Auch der aktuelle Finanzminister hört wie seine Vorgänger nicht auf, die Schuldenbremse zu preisen, als sei sie ein Gebot Gottes – Nummer elf vielleicht. Die britische Financial Times – linksgrünsozialer Umtriebe nicht allzu verdächtig – schrieb denn auch, die grundgesetzliche Verpflichtung zu einem nahezu ausgeglichenen Haushalt sei eine denkbar schlechte Idee gewesen. Es werde sicher schwierig, aber ein politischer Konsens, die Schuldenbremse zu lockern, müsse wohl gefunden werden. Zumal das Urteil des Verfassungsgerichts Deutschland erschweren werde, seinen Anteil an der Aufstockung des EU-Haushaltes zu leisten.

Die Ökonomin Philippa Sigl-Glöckner und ihr Kollege Max Krahé formulierten es in einem Beitrag auf der Webseite dezernatzukunft.org (ein überparteilicher Thinktank, der uns und der Politik Geld-, Finanz- und Wirtschaftspolitik verständlich erklärt und einordnet) so: „Eines erlaubt aber weder die wiederholte Notlage noch die Konjunkturkomponente: wirklich vorausschauende Politik.

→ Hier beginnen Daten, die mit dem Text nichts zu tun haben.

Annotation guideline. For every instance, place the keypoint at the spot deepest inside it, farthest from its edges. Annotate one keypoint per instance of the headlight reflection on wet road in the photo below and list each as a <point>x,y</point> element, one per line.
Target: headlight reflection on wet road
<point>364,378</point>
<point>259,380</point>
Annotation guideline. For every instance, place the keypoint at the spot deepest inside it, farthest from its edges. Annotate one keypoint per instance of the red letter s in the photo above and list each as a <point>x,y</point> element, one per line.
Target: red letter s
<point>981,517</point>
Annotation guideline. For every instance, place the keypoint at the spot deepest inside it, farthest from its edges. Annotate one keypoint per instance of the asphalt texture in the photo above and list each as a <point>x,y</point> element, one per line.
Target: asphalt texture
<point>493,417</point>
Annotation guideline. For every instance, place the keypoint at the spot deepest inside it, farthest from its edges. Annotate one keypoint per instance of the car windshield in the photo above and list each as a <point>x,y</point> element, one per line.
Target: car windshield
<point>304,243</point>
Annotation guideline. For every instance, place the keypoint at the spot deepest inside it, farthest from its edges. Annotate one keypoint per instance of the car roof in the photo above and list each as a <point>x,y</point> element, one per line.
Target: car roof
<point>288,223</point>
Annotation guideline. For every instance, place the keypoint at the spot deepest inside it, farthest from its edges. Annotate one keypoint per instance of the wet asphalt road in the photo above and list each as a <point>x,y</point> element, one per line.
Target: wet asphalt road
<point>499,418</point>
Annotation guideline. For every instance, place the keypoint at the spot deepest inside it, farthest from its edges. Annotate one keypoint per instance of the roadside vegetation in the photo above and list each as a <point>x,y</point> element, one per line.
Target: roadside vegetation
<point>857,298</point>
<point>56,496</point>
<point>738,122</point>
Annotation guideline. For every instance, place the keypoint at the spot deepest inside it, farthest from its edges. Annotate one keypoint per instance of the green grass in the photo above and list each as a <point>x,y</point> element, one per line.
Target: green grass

Die Schuldenbremse gestattet keine mittelfristige strukturelle Neuverschuldung in signifikanter Höhe. (…) Um die Wirtschaft zu dekarbonisieren, unser Bildungssystem und die Bahn generalzuüberholen, über einen voll ausgelasteten Arbeitsmarkt die Löhne und die Produktivität zu steigern und mit kluger Industriepolitik die Wertschöpfungscluster der Zukunft zu uns zu holen – für diese Stärkung der Realwirtschaft, die erst die öffentlichen Finanzen langfristig tragfähig macht, trifft die Schuldenbremse keine Vorkehrungen.“ Verschulden dürfe man sich erst, wenn die Notlage da ist und der Abschwung in vollem Gange. Die völlig willkürliche Zahl von 0,35 Prozent führe zu einer nicht-nachhaltigen Politik.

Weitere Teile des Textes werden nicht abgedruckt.